There is a need to increase research on all One Health-related sectors and implications [
97], not limited to zoonoses, food safety, and agriculture, but extended to other topics such as bioterrorism and conservation, to improve the full understanding of this concept. Strengthening information and promoting awareness on One Health is of outmost importance and necessary to achieve consistent application. This may include methodologies for supporting country authorities in assessing their One Health capabilities, strengthening regional epidemic preparedness, in particular against transboundary zoonotic diseases, and reaching compliance with international frameworks [
98,
99]. Myths, allegations, and narratives cannot be confused with science-based facts, and of course they generate disagreements among researchers supporting antithetical evaluations. However, they are expressions of beliefs present in our actual societal culture and help to maintain attention paid to topics that deserve high consideration and continuous awareness.

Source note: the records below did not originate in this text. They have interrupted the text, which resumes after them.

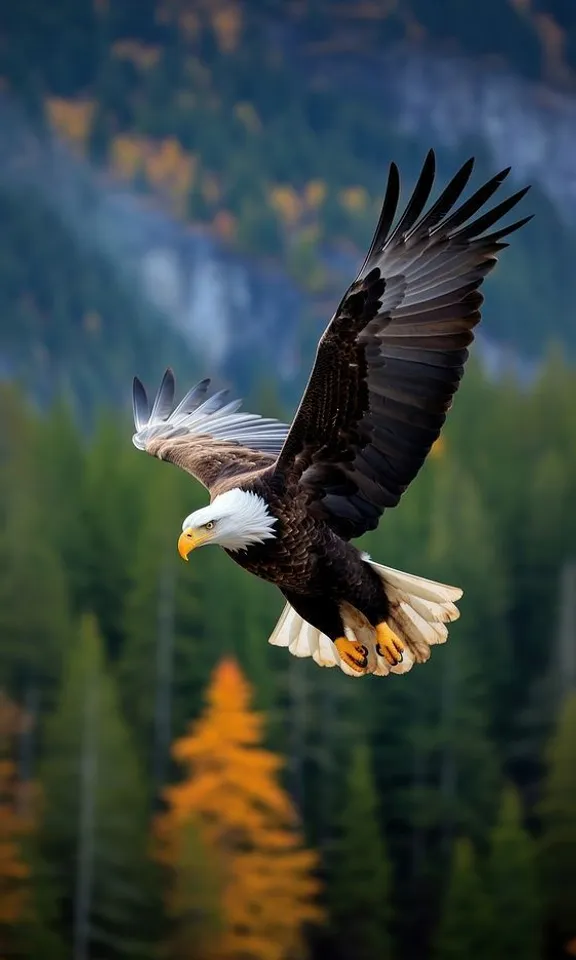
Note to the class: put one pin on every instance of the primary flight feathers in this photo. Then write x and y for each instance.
(386, 368)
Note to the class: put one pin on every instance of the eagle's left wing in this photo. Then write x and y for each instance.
(393, 354)
(206, 436)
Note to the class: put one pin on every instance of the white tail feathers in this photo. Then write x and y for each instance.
(419, 612)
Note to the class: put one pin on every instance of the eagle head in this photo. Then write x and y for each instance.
(234, 520)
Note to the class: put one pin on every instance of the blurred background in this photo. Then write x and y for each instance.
(194, 183)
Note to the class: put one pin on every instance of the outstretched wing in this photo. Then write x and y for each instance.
(393, 355)
(206, 436)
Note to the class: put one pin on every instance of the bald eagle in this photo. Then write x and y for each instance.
(286, 501)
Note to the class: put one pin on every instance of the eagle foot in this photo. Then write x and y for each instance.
(389, 645)
(355, 655)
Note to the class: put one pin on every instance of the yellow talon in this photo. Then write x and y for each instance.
(353, 654)
(389, 645)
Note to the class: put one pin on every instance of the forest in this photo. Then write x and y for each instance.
(232, 118)
(170, 782)
(171, 786)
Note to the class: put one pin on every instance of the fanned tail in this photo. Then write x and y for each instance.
(419, 612)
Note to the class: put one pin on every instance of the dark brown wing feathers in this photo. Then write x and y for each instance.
(392, 357)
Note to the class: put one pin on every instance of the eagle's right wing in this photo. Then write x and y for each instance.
(206, 436)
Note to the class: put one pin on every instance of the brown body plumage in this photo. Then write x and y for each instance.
(385, 373)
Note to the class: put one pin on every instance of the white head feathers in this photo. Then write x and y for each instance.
(240, 518)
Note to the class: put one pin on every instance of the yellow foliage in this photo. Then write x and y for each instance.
(165, 164)
(71, 119)
(14, 826)
(225, 225)
(227, 23)
(247, 822)
(354, 199)
(287, 204)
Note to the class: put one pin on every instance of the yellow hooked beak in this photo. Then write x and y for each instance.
(189, 539)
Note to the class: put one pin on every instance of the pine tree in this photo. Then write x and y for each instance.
(513, 887)
(359, 900)
(558, 845)
(96, 812)
(169, 648)
(34, 613)
(248, 824)
(465, 928)
(15, 825)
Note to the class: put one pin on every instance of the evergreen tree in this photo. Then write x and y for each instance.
(15, 824)
(465, 928)
(96, 812)
(513, 886)
(359, 901)
(558, 844)
(34, 613)
(168, 647)
(247, 822)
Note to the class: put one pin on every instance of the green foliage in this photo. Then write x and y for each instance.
(558, 844)
(466, 921)
(249, 121)
(360, 894)
(513, 886)
(96, 809)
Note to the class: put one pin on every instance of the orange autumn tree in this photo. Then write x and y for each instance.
(247, 828)
(14, 826)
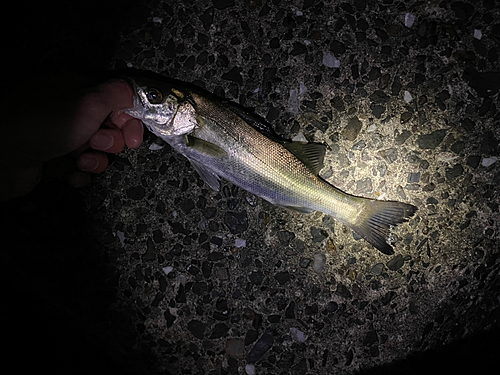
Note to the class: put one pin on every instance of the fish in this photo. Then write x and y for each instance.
(224, 140)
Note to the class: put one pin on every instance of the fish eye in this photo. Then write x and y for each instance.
(154, 96)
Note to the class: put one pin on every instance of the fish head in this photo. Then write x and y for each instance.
(162, 107)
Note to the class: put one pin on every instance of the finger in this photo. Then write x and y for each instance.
(109, 140)
(92, 161)
(132, 133)
(95, 107)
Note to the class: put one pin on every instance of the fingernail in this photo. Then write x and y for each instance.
(88, 163)
(101, 142)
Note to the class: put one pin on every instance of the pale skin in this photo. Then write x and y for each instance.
(68, 138)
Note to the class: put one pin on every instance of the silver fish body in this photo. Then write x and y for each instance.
(218, 140)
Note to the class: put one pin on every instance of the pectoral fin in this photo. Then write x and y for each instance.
(311, 154)
(207, 175)
(205, 147)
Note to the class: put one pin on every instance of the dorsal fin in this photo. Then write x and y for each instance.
(311, 154)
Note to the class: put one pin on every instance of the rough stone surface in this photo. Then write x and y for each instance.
(140, 271)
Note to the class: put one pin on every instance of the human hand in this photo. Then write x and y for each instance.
(82, 125)
(100, 126)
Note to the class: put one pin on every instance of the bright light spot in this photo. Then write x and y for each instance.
(488, 161)
(409, 19)
(330, 61)
(407, 97)
(298, 334)
(250, 369)
(239, 242)
(167, 269)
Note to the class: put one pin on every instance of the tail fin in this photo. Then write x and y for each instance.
(374, 221)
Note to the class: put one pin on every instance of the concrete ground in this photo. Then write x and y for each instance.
(149, 271)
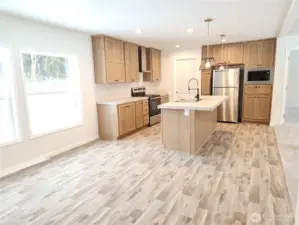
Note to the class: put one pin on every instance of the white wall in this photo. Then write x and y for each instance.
(17, 34)
(292, 97)
(283, 48)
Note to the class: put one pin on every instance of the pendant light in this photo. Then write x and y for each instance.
(207, 62)
(222, 65)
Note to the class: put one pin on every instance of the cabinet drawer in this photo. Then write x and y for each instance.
(145, 110)
(146, 120)
(145, 103)
(258, 89)
(164, 99)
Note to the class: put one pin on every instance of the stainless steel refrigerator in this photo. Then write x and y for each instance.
(229, 83)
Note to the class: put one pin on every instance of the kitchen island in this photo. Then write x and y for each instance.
(186, 126)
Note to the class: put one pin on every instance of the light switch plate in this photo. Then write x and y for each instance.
(186, 112)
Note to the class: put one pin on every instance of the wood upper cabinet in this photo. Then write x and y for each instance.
(139, 114)
(206, 76)
(115, 71)
(131, 62)
(114, 60)
(252, 54)
(233, 53)
(153, 65)
(126, 118)
(260, 53)
(267, 53)
(257, 102)
(216, 52)
(108, 57)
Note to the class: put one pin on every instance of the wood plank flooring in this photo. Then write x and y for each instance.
(236, 179)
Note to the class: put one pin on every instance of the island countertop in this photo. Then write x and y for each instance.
(206, 103)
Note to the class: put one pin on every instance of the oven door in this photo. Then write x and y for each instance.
(153, 106)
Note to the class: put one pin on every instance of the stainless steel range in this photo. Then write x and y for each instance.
(153, 102)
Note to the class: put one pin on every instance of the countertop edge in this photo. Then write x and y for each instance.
(121, 101)
(194, 107)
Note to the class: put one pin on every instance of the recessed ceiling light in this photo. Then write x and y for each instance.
(190, 30)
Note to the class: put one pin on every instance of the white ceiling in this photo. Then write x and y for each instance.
(164, 22)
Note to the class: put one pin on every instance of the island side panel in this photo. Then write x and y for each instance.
(176, 134)
(205, 123)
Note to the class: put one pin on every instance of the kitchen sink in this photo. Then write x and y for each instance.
(187, 100)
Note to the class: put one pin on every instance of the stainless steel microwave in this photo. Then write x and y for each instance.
(259, 76)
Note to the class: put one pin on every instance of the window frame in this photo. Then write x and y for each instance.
(25, 92)
(14, 96)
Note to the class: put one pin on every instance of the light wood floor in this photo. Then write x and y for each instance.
(237, 179)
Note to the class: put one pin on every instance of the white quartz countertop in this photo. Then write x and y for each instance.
(206, 103)
(118, 101)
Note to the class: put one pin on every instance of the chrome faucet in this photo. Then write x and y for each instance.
(197, 89)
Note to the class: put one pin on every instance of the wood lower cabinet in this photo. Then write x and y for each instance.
(139, 114)
(248, 106)
(126, 115)
(164, 99)
(116, 121)
(257, 105)
(263, 107)
(206, 76)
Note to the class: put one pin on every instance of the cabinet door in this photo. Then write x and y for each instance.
(158, 65)
(122, 123)
(154, 63)
(131, 62)
(204, 51)
(234, 53)
(139, 114)
(263, 107)
(114, 54)
(130, 117)
(134, 63)
(143, 59)
(127, 47)
(206, 82)
(252, 54)
(249, 103)
(267, 53)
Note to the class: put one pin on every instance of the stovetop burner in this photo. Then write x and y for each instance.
(152, 96)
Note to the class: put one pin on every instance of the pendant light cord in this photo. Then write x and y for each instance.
(208, 38)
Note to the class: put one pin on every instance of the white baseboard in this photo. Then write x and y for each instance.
(45, 158)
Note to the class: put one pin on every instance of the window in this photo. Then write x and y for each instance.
(8, 131)
(52, 88)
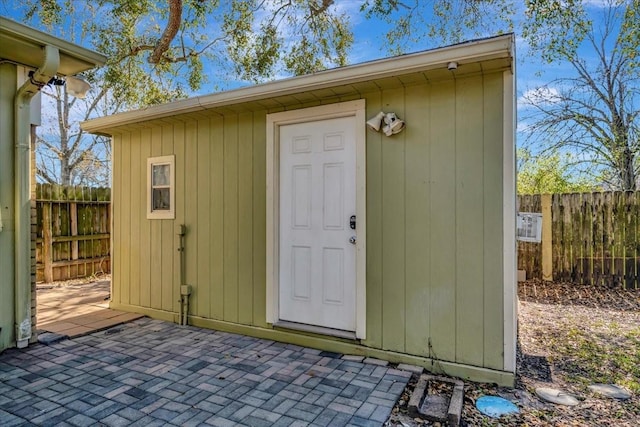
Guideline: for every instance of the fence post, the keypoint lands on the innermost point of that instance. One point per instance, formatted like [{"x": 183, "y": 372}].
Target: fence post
[
  {"x": 73, "y": 217},
  {"x": 47, "y": 242},
  {"x": 547, "y": 238}
]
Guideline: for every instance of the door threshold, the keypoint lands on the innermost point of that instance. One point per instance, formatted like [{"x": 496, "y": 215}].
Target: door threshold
[{"x": 320, "y": 330}]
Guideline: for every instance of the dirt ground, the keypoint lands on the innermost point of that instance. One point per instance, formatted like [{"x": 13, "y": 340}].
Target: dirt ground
[{"x": 569, "y": 336}]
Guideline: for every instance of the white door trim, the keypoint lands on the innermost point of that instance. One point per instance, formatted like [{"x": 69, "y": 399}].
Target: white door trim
[{"x": 274, "y": 121}]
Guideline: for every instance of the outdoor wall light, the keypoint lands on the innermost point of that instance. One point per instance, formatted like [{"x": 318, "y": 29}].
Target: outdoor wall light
[
  {"x": 75, "y": 86},
  {"x": 392, "y": 124},
  {"x": 375, "y": 122}
]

Preventing global health threats also remains a key priority for PAM and its Center for Global Studies. Building on its strong track record of fostering transboundary cooperation, PAM continues to advocate for a coordinated international response based on timely information sharing, equitable access to resources, and inclusive policymaking. Yet, as future emergencies will increasingly require a One Health approach, PAM underscores the urgent need for coherent and harmonized legislative frameworks to enhance the resilience of global healthcare systems.